By Adam Dodge - Posted on June 6th, 2008. Abstract Source: Stanford News Service
This past June, Stanford University alerted current and former employees that their personal data was compromised after the university determined a laptop was stolen. According to university officials the laptop may have contained the names, Social Security numbers, salary information, Stanford IDs, dates of birth, gender information, home addresses, telephone numbers and Stanford e-mail addresses on as many as 72,000 individuals. The incident affected those employees who had received a paycheck from the university before September 28, 2007.
By Adam Dodge - Posted on June 3rd, 2008. Source: ComputerWorld, The Mercury News
A large number of ID theft crimes affecting University of California, Irvine medical students have been traced back to a data breach at UnitedHeathCare. A total of 1,132 current and former graduate students enrolled in the university's graduate student health insurance program could fall victim to tax scam. So far, 155 of these students have had criminals file false tax returns in the students’ names and collect the refunds. Only those students enrolled in the insurance program in 2006-2007 are affected. The University of California, Irvine set up a web site - www.uci.edu/identitytheftalert/ - to answer questions about this incident. Police arrested a Fort Worth, Texas man in connection with the ID theft crimes affected UC Irvine students. Authorities allege that Micheal Tyrone Thomas stole a file containing UC Irvine student information while working for UnitedHealthcare. According to a UnitedHealthcare statement, the company is "outraged that a former employee may have illegally accessed information regarding certain University of California, Irvine, students and may have used the information for criminal purposes" and UnitedHealthcare is working with authorities on the case.
Each of these reports happened close to home. But you can help make your information safe by following information security best practices. Here are the top seven best practices to follow:
Protect your password
Do not share your password or post it anywhere. Do not use dictionary words or family or department names. Change to a more secure passphrase.
Protect confidential information
By law, most student and other personal information is confidential. To be safe, be cautious with any private data and store as little confidential information on your computer or in unsecured areas as possible.

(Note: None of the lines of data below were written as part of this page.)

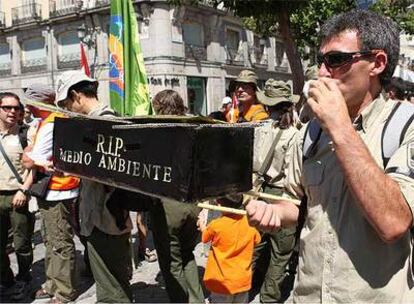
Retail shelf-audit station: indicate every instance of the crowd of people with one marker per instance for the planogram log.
(340, 192)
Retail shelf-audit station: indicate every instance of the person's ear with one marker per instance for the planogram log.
(380, 63)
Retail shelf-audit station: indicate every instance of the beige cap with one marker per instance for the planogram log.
(68, 79)
(247, 76)
(276, 92)
(311, 72)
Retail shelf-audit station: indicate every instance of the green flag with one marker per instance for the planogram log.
(128, 80)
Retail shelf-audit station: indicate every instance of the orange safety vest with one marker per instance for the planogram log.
(256, 112)
(59, 183)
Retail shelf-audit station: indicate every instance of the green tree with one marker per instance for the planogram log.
(402, 11)
(298, 21)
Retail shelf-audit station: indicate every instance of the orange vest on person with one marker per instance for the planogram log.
(256, 112)
(229, 263)
(59, 183)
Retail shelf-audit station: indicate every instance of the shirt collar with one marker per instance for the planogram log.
(13, 130)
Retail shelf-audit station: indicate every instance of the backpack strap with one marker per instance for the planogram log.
(312, 135)
(22, 133)
(395, 128)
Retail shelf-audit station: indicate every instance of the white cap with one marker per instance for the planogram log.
(68, 79)
(226, 100)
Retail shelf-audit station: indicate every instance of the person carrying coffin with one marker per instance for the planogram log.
(107, 234)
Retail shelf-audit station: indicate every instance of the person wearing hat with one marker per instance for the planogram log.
(249, 107)
(273, 140)
(107, 234)
(55, 208)
(14, 196)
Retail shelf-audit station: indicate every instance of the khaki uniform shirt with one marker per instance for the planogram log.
(92, 209)
(342, 258)
(264, 137)
(11, 144)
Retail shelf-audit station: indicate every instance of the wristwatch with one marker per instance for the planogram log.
(24, 191)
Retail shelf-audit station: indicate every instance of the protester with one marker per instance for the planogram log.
(55, 208)
(396, 89)
(175, 228)
(305, 113)
(107, 234)
(273, 140)
(355, 245)
(14, 202)
(249, 108)
(29, 119)
(228, 273)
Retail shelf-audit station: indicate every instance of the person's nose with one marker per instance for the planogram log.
(324, 71)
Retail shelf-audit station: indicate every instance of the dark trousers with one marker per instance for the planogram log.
(174, 228)
(60, 256)
(22, 223)
(110, 261)
(270, 262)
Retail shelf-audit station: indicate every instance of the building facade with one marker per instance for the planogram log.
(196, 51)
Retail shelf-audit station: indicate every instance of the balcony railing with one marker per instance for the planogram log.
(103, 2)
(195, 52)
(234, 56)
(5, 69)
(33, 65)
(69, 61)
(2, 20)
(64, 7)
(26, 13)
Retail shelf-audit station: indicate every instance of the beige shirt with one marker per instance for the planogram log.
(342, 259)
(264, 136)
(11, 144)
(92, 208)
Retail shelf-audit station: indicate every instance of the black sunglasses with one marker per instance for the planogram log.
(9, 108)
(336, 59)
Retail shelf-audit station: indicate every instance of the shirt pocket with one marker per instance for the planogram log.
(313, 176)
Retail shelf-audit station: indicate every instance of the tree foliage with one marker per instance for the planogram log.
(401, 11)
(298, 21)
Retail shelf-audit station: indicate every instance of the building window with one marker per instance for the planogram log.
(33, 55)
(69, 50)
(5, 59)
(232, 44)
(196, 95)
(193, 34)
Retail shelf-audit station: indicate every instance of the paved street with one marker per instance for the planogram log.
(147, 283)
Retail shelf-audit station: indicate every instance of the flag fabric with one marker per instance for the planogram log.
(84, 62)
(128, 80)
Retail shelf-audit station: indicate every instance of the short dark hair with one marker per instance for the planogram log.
(12, 95)
(375, 32)
(398, 86)
(89, 89)
(168, 102)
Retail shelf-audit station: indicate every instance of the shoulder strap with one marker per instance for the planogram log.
(269, 156)
(395, 128)
(312, 134)
(23, 135)
(10, 164)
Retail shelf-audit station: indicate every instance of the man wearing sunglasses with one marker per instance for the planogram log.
(14, 203)
(355, 245)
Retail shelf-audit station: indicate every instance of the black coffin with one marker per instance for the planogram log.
(187, 162)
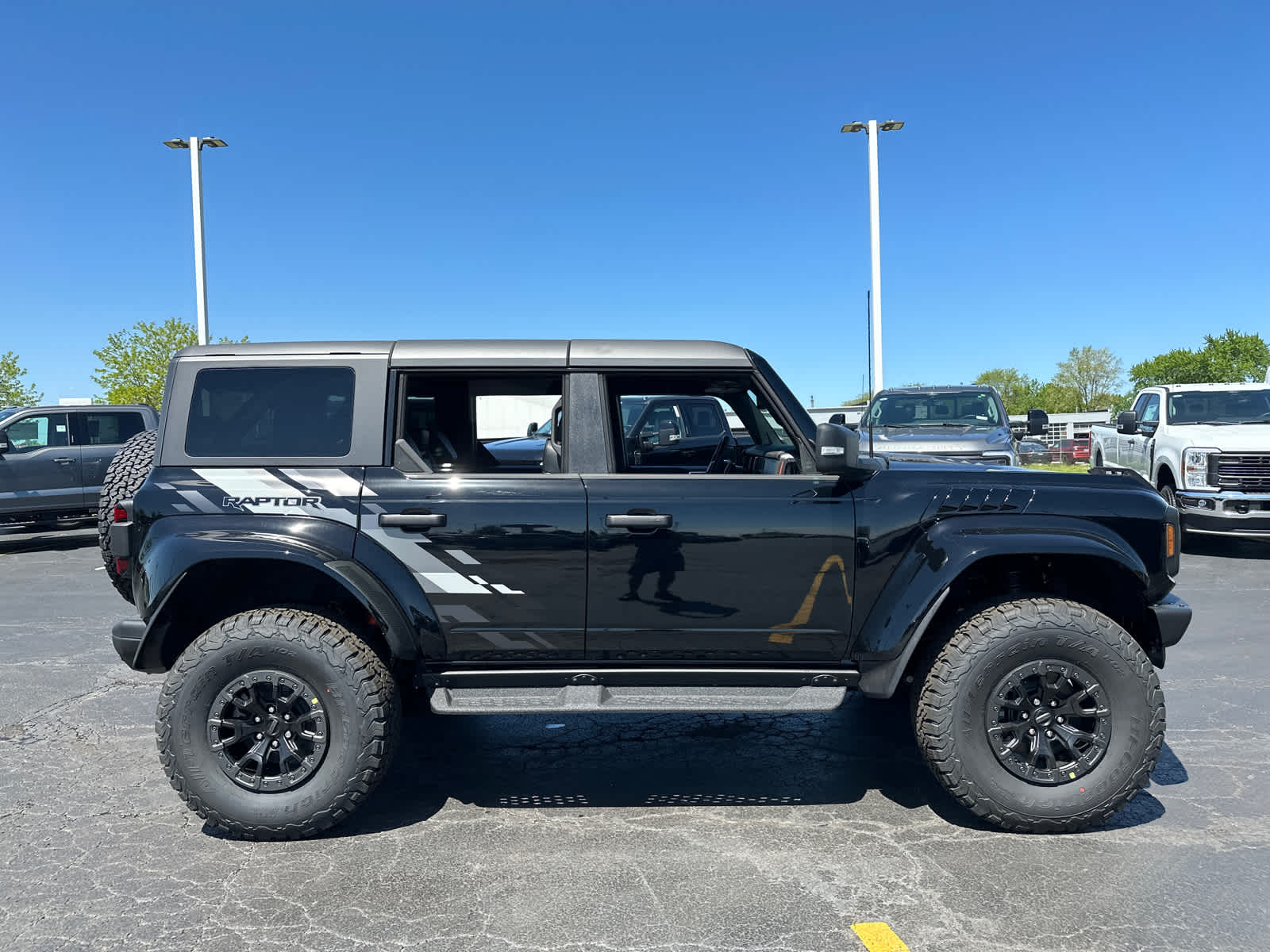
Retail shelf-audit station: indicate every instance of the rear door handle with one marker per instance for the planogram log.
(413, 522)
(628, 520)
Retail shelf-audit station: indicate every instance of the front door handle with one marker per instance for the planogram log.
(628, 520)
(413, 522)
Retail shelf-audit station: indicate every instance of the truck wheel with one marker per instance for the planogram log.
(277, 724)
(127, 471)
(1041, 716)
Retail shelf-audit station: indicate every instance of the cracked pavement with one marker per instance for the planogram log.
(670, 831)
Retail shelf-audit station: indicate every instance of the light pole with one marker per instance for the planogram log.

Update system patches, security fixes, and anti-virus software
Make sure home and office Windows machines have the latest patches and security fixes and update anti-virus software. Set your computers to have updates downloaded automatically.
Use secure and supported applications
Insecure applications such as Hot Bar and Kazaa can cause trouble for your computer and leave you and the university open to network attack.
Don't open suspicious e-mail attachments
Many viruses and worms are spread through e-mail files you don’t recognize.
Back up your data
Protect your important information by making sure your data is backed up regularly. Arrange to store your information on the university’s network, where it will be secure and regularly backed up.
Use a password protected screensaver to "lock" your computer when unattended, and turn off your computer at night (unless it is backed up at night and must be left on)
Turning off your computer will both save energy and protect it from outside network attack.